After one of the lectures, a friend and I were wondering what, if anything, would be the next great kitchen appliance that trickled down from the professional kitchen. Most appliances have remained generally unchanged over the last 50 years. Sure, you may have a blender that makes soup, and has a heating element, but it is still basically a blender. It just has some extra bells and whistles. The last great kitchen innovation was the microwave. When they first came out they cost thousands of dollars, but now virtually every college student has at least a $20 model in their dorm room. So what's next?
Anyone who has watched Food Network over the past few years will have eventually heard of sous vide (pronounced "Sue-Vee"). They may have even heard chefs rave about how amazing the results from this are. But what is it? Basically, it is a super duper slow cooker. The idea is that food is put into a vacuum sealed bag, and cooked in a water bath at the temperature that the final product will be. I can hear all the non-foodies now, in unison, going "Okayyy, but why would that matter?" Let's focus on meat for a minute. Cooking meat tends to be a balance between time and temperature. If the temperature is too hot, the outside can be burnt with a raw inside, and if it is too cold, by the time the center is cooked, the rest of it is dry and chewy. Cooking a good steak using a grill or even a good cast iron skillet takes a bit of skill, and requires good timing. Even then there is a gradient of "doneness".
Outside seared goodness
medium cooked
pink center
medium cooked
Outside seared goodness
Sous vide takes both the time pressure and temperature concerns out of the equation. When cooking in the sous vide, the entire piece of meat will be the same temperature as that nice pink center. It just takes a little longer to get to the right temperature. So with a steak, the whole thing will be equally medium rare when it comes out of the water bath. Give it a very quick sear in a very hot pan to get some maillard goodness, and it becomes an immediate perfect steak. A person can cook a cheaper, tougher cut of beef, which tends to be a lot more sensitive to overcooking without the risk. This makes it obvious why restaurants would want to have a sous vide. They can serve cheaper meat that turns out just as tasty as more expensive cuts, and they can pre-cook steaks (or many other dishes) to be quickly served at perfect temperatures. But for home use? Is it feasible, and is it even worth it?

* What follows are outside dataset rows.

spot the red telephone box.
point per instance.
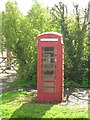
(50, 69)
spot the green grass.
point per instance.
(22, 104)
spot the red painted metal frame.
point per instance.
(58, 95)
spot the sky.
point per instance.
(25, 5)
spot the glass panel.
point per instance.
(48, 48)
(49, 84)
(50, 72)
(49, 78)
(48, 55)
(49, 66)
(49, 90)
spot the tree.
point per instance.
(74, 28)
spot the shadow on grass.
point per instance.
(31, 110)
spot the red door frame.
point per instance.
(57, 96)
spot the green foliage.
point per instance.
(19, 35)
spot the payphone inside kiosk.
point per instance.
(50, 68)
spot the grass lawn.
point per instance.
(21, 104)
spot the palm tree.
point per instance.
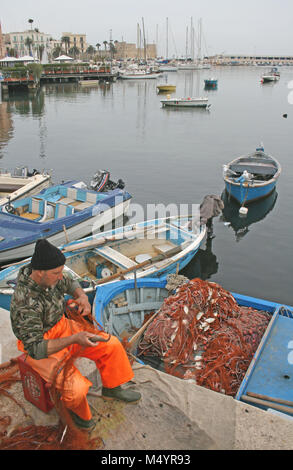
(74, 51)
(98, 45)
(66, 41)
(105, 44)
(41, 49)
(29, 42)
(90, 51)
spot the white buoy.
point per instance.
(243, 211)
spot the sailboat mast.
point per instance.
(167, 54)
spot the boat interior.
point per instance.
(131, 308)
(261, 168)
(112, 258)
(55, 203)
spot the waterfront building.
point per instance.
(250, 60)
(74, 40)
(30, 42)
(2, 44)
(126, 50)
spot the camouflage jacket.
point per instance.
(34, 310)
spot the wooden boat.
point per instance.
(151, 248)
(21, 183)
(88, 82)
(211, 83)
(121, 309)
(267, 381)
(251, 177)
(258, 210)
(139, 75)
(166, 88)
(60, 213)
(272, 76)
(186, 102)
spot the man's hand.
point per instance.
(84, 307)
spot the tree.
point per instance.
(74, 51)
(40, 50)
(29, 42)
(98, 45)
(66, 41)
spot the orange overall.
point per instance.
(110, 358)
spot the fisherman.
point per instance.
(46, 335)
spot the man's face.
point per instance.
(51, 277)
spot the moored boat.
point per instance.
(61, 213)
(211, 83)
(166, 88)
(272, 76)
(251, 177)
(186, 102)
(21, 183)
(149, 248)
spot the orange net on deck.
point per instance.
(201, 333)
(64, 436)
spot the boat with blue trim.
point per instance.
(59, 213)
(251, 177)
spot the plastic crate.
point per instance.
(35, 388)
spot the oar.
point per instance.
(103, 240)
(132, 342)
(160, 257)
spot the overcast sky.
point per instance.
(229, 26)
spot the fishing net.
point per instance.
(64, 436)
(201, 333)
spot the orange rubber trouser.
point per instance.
(110, 358)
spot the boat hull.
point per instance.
(247, 194)
(33, 186)
(185, 103)
(74, 232)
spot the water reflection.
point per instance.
(204, 264)
(6, 126)
(256, 212)
(25, 103)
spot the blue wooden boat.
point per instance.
(150, 248)
(211, 83)
(268, 381)
(60, 213)
(251, 177)
(121, 308)
(258, 211)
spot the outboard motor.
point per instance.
(101, 182)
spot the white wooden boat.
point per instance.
(151, 248)
(186, 102)
(21, 183)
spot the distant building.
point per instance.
(75, 40)
(126, 50)
(2, 44)
(250, 60)
(17, 42)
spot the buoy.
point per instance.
(243, 211)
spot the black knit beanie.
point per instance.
(46, 256)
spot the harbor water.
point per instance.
(173, 156)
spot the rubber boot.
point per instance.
(118, 393)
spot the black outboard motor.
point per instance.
(101, 182)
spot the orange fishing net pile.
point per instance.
(201, 333)
(64, 436)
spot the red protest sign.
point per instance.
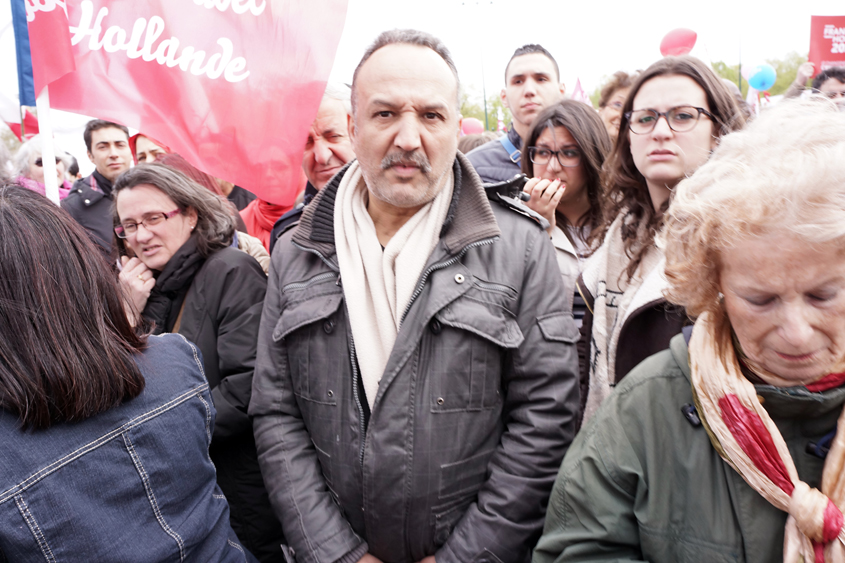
(827, 42)
(51, 28)
(232, 85)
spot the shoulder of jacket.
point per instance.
(516, 207)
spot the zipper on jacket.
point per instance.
(357, 396)
(302, 285)
(440, 266)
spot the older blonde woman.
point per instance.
(724, 447)
(29, 168)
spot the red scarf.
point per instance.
(260, 216)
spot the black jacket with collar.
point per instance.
(474, 412)
(492, 161)
(89, 202)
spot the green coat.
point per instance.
(640, 482)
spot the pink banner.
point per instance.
(827, 42)
(231, 85)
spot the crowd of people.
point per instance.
(612, 334)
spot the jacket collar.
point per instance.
(514, 137)
(93, 188)
(470, 217)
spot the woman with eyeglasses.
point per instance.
(181, 274)
(29, 167)
(672, 119)
(728, 445)
(566, 149)
(611, 100)
(104, 455)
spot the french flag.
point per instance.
(26, 84)
(49, 33)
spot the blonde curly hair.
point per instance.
(785, 173)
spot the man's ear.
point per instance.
(350, 126)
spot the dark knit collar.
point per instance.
(103, 184)
(470, 217)
(172, 284)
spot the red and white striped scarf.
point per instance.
(745, 436)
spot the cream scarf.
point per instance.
(745, 436)
(377, 285)
(615, 298)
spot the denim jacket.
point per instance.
(134, 483)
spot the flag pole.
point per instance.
(48, 152)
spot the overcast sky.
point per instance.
(591, 39)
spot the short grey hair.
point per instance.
(35, 146)
(215, 223)
(341, 93)
(409, 37)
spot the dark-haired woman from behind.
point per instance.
(104, 455)
(566, 149)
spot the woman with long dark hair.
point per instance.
(182, 274)
(672, 119)
(104, 455)
(565, 152)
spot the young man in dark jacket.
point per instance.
(415, 386)
(89, 202)
(532, 83)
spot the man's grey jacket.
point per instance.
(474, 412)
(492, 161)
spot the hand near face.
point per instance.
(545, 196)
(137, 282)
(805, 72)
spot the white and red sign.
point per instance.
(232, 85)
(827, 42)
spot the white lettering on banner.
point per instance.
(238, 6)
(147, 33)
(33, 6)
(830, 31)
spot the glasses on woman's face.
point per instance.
(680, 119)
(568, 157)
(39, 163)
(125, 230)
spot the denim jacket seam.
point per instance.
(35, 529)
(102, 440)
(148, 488)
(196, 356)
(236, 546)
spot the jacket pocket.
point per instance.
(559, 327)
(314, 330)
(468, 343)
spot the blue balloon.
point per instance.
(762, 77)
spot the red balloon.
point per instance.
(678, 42)
(471, 126)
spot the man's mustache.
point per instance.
(412, 158)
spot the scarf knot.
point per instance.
(378, 283)
(746, 437)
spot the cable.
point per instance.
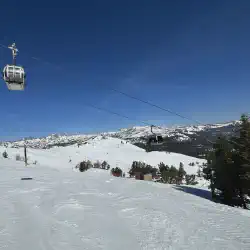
(132, 97)
(36, 58)
(154, 105)
(117, 114)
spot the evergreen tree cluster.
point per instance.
(228, 167)
(142, 167)
(5, 154)
(84, 166)
(116, 171)
(172, 175)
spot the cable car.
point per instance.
(13, 75)
(155, 139)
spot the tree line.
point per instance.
(228, 167)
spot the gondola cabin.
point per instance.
(155, 140)
(14, 77)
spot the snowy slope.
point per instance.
(110, 149)
(135, 135)
(62, 209)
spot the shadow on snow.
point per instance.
(206, 194)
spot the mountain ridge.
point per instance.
(189, 139)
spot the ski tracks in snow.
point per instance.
(93, 210)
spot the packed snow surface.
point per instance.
(115, 151)
(61, 209)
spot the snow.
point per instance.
(62, 209)
(134, 134)
(110, 149)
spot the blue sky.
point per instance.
(192, 57)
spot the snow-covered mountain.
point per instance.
(179, 139)
(62, 209)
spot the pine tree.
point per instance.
(5, 154)
(242, 159)
(181, 173)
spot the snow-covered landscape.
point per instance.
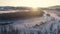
(49, 23)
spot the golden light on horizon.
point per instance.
(29, 3)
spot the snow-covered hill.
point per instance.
(49, 23)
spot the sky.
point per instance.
(29, 3)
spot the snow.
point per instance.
(45, 24)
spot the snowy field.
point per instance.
(47, 24)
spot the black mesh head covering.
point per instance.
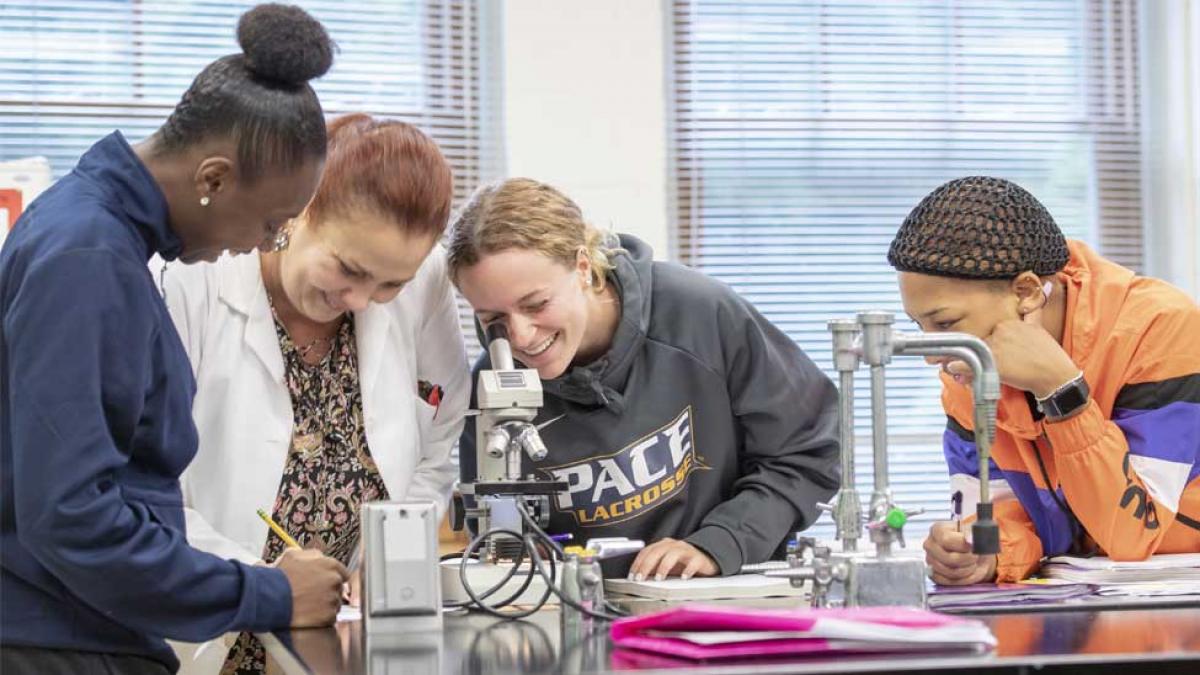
(979, 227)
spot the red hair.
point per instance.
(387, 167)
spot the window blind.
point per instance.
(804, 131)
(71, 71)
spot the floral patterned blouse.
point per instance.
(329, 472)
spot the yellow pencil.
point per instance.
(275, 527)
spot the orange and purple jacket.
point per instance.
(1123, 473)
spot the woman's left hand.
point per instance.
(671, 557)
(1029, 358)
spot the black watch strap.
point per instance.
(1066, 400)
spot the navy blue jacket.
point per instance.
(95, 429)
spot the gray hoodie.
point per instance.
(703, 422)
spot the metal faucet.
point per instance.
(882, 578)
(985, 393)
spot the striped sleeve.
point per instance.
(1127, 473)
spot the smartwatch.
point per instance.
(1066, 400)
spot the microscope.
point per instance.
(882, 578)
(508, 401)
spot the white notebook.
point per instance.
(1163, 567)
(706, 587)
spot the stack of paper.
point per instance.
(1165, 567)
(979, 596)
(706, 587)
(701, 632)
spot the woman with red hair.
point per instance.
(331, 370)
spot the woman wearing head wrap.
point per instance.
(1098, 426)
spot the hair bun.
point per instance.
(285, 43)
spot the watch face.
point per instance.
(1067, 400)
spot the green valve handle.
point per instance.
(895, 518)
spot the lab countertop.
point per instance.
(1080, 640)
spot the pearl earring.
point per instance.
(282, 238)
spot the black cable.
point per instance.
(493, 610)
(537, 566)
(564, 599)
(471, 554)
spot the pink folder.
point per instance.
(688, 632)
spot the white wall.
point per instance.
(1170, 75)
(586, 107)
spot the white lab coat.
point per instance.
(244, 412)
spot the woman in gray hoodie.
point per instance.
(684, 418)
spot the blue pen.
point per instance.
(957, 509)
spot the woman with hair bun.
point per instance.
(95, 384)
(330, 370)
(1097, 442)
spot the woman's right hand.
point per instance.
(951, 560)
(316, 581)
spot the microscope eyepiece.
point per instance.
(496, 330)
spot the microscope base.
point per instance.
(893, 581)
(385, 628)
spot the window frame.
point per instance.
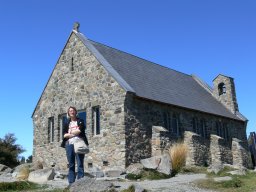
(51, 129)
(96, 128)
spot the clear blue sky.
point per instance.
(202, 37)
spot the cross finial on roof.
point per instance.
(76, 26)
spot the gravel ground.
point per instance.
(179, 183)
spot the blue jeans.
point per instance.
(71, 156)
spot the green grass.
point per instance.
(17, 186)
(26, 187)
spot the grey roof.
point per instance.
(155, 82)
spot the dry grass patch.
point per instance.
(178, 153)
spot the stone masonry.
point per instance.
(88, 85)
(131, 128)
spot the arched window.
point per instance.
(175, 124)
(72, 64)
(195, 125)
(203, 128)
(222, 88)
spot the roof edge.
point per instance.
(105, 63)
(202, 83)
(52, 73)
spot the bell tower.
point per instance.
(224, 91)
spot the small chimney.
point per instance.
(76, 26)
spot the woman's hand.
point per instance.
(68, 135)
(75, 132)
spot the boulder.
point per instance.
(115, 172)
(4, 169)
(160, 163)
(22, 171)
(88, 184)
(41, 175)
(135, 168)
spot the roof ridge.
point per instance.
(151, 62)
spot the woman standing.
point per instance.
(74, 128)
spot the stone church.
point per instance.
(134, 109)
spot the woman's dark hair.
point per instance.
(71, 107)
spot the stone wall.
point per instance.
(142, 115)
(88, 85)
(198, 149)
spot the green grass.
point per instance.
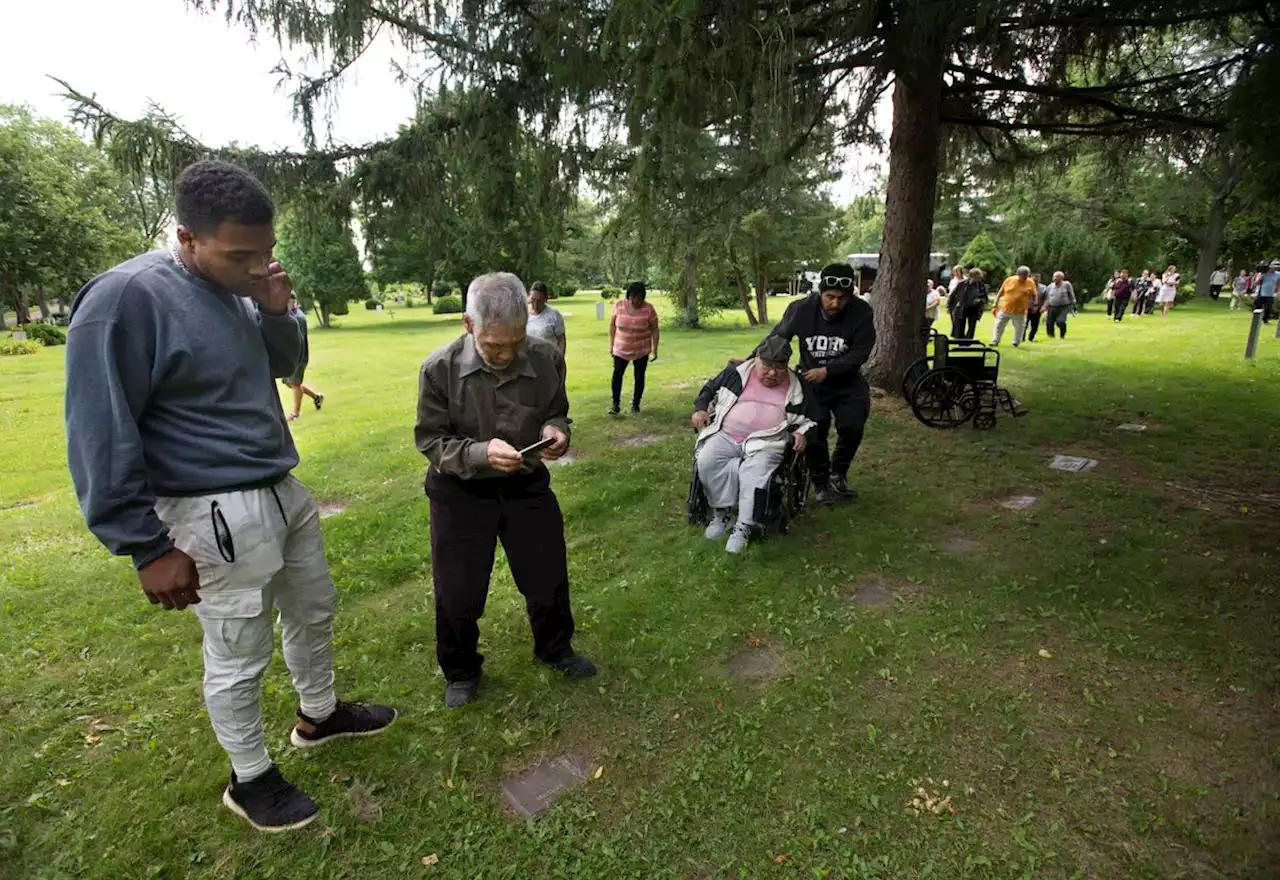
(1142, 746)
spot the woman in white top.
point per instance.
(1168, 289)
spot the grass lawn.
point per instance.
(1093, 681)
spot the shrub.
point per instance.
(46, 334)
(10, 347)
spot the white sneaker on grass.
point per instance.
(721, 521)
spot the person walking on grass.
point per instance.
(1121, 290)
(632, 339)
(182, 459)
(836, 333)
(1036, 308)
(1011, 303)
(1240, 289)
(484, 398)
(295, 380)
(967, 303)
(1266, 298)
(1216, 282)
(544, 321)
(1168, 289)
(1060, 302)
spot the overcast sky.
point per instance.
(199, 68)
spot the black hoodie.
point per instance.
(841, 345)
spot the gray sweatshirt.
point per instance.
(169, 392)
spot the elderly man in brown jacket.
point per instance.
(490, 412)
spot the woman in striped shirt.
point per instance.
(632, 339)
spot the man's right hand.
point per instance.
(503, 457)
(170, 581)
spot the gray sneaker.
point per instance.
(720, 523)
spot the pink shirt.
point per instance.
(758, 408)
(632, 335)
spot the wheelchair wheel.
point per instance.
(945, 398)
(914, 374)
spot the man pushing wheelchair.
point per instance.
(752, 421)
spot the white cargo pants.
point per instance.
(730, 475)
(256, 550)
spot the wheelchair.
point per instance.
(958, 380)
(781, 500)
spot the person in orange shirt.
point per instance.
(1015, 294)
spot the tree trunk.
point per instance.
(909, 197)
(762, 298)
(686, 292)
(741, 289)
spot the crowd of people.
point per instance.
(182, 459)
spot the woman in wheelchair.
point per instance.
(749, 417)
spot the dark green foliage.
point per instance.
(46, 334)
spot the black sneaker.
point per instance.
(348, 719)
(574, 667)
(270, 803)
(840, 485)
(460, 693)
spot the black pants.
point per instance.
(1269, 307)
(964, 325)
(469, 517)
(849, 408)
(620, 366)
(1057, 319)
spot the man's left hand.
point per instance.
(558, 448)
(274, 290)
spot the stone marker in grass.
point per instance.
(1073, 463)
(533, 791)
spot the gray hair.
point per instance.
(497, 298)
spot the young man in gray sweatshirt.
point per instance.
(181, 459)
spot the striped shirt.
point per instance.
(632, 337)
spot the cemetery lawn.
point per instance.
(1092, 682)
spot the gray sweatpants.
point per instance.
(728, 475)
(256, 551)
(1002, 320)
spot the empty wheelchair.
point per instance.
(958, 380)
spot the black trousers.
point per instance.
(1121, 307)
(963, 326)
(849, 408)
(620, 367)
(469, 517)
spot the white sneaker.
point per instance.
(720, 523)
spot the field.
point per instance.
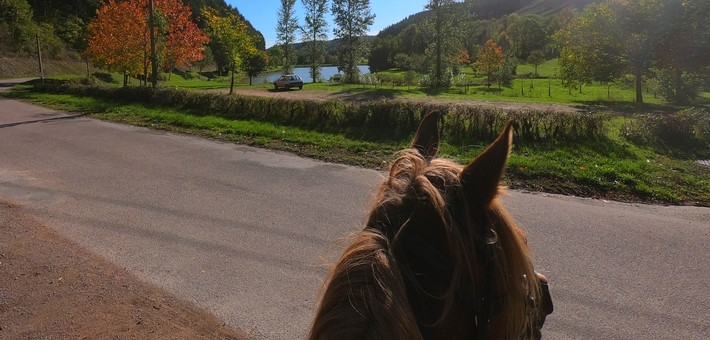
(608, 166)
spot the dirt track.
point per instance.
(356, 96)
(52, 289)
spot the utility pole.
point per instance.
(153, 56)
(39, 58)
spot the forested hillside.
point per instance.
(62, 25)
(659, 44)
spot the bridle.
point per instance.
(485, 306)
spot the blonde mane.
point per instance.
(378, 289)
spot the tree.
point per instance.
(639, 24)
(255, 63)
(352, 19)
(683, 47)
(536, 58)
(231, 34)
(118, 37)
(314, 35)
(286, 33)
(489, 59)
(443, 29)
(127, 53)
(592, 48)
(382, 53)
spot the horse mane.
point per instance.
(365, 294)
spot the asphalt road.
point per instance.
(246, 233)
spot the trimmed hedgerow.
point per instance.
(377, 120)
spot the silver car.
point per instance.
(288, 81)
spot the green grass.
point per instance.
(609, 168)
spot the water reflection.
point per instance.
(326, 73)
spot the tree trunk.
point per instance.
(639, 89)
(231, 84)
(678, 84)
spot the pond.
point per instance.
(304, 72)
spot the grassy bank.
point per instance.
(605, 166)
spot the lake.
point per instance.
(304, 72)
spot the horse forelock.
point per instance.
(424, 195)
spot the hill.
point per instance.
(490, 9)
(552, 7)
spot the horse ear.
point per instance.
(481, 177)
(426, 141)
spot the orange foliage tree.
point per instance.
(119, 37)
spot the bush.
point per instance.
(684, 133)
(386, 120)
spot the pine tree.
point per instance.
(352, 19)
(286, 33)
(314, 35)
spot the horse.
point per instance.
(439, 257)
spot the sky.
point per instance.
(263, 14)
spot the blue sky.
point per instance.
(262, 14)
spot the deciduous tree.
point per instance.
(489, 59)
(119, 36)
(352, 19)
(255, 63)
(231, 34)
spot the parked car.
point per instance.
(288, 81)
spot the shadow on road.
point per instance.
(40, 121)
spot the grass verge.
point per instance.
(609, 168)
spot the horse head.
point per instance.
(439, 258)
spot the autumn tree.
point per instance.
(489, 59)
(231, 34)
(119, 36)
(315, 34)
(352, 19)
(286, 33)
(255, 63)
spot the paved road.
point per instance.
(245, 233)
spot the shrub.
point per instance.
(385, 120)
(684, 133)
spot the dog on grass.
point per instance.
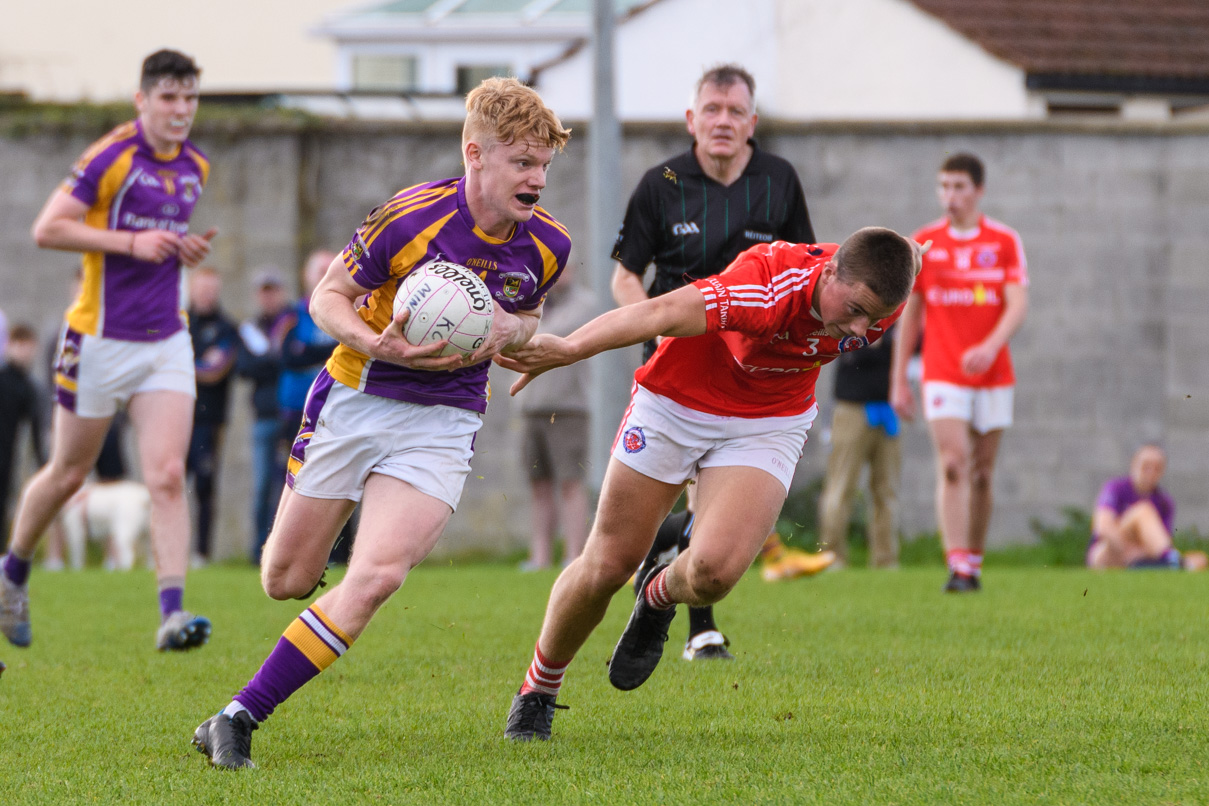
(114, 512)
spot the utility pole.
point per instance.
(609, 371)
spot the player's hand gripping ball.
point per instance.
(446, 301)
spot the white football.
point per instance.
(446, 301)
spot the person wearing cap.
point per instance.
(260, 360)
(126, 208)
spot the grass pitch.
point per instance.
(1051, 686)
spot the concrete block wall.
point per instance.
(1115, 220)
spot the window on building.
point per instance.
(385, 73)
(468, 77)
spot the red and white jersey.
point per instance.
(763, 344)
(962, 284)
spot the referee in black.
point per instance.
(690, 216)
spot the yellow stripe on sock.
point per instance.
(330, 625)
(310, 644)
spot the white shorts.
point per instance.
(93, 376)
(671, 442)
(347, 434)
(987, 409)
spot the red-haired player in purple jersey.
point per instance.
(728, 396)
(126, 207)
(388, 423)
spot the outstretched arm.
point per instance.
(978, 358)
(678, 313)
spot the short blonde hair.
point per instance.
(504, 110)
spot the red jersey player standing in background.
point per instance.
(728, 398)
(972, 294)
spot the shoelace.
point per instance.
(242, 738)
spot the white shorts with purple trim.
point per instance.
(670, 442)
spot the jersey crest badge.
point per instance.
(634, 440)
(513, 283)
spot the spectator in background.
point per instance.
(215, 348)
(4, 332)
(19, 406)
(305, 349)
(260, 360)
(1134, 520)
(555, 442)
(865, 432)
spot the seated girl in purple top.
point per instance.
(1133, 522)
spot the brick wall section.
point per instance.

A sous vide "oven" is $300 to $600. A thermometer/heating unit/circulator which will attach to a pot is still around $200. These still seem a little gadget-y, expensive, and unlikely to really catch on. During the course of the conversation about the next great home kitchen appliance, I posited that a sous vide would not necessarily become its own appliance, but that I could see it as a feature of something like a crock pot. They both are designed to cook at a low temperature for a long period of time, and there are some crock pots where you can set the temperature already; just not necessarily as low as some of the sous vide temperatures. Also, as the crock pot tends to have heat coming in from both the bottom as well as the walls, it wouldn't require quite as much circulation.
So wasn't I surprised when I received this as a Christmas present. It's a $99 device that works with any "dumb" crock pot, like mine! To make it work:
- Plug the temperature controller into the wall.
- Plug the crock pot into the temperature controller.
- Fill the crock pot with water, leaving space for the food to go in without overflow.
- Set the temperature on the temperature controller.
- Place the heat sensor into the water.
- Turn the crock pot to high.
The first item I tried cooking in it was a lamb roast that had been sitting in my freezer for... let's just say probably way too long. But, as there was no indication of freezer burn, there was a reasonably low chance of food poisoning from undercooked lamb (as opposed to chicken) in case it sort of worked, and I didn't have to pay any extra for it (since I already had it) I thought it was a good choice for a first run. I stuffed the lamb with some herbs, tied it up, and sealed it up in a zip top sous vide bag.
Based on the thickness of the finished roast after it had been put into a bag, the recommended cook time was somewhere between 4-12 hours at 137 degrees. After seeing that the apparatus was, in fact, working, I left it to do its thing and went out for a few hours. The downside to this method compared to using a crock pot is that when I came home, my apartment was not filled with the scent of lamb. It was all sealed in a bag. Oh well, talk about first world problems. After letting it cook for about 7 hours, we took the lamb out of the water bath, and to be safe, I took the temperature of the middle. 137 on the dot. So the temperature controller really did do its job.
Sous vide lamb roast, after 10 minutes under the broiler |
Look at the picture below, and compare it to the gradient of doneness that I mentioned above. Notice something? There is no medium level. There is a beautiful seared skin, and then perfectly uniform medium rare lamb as far as the eye can see.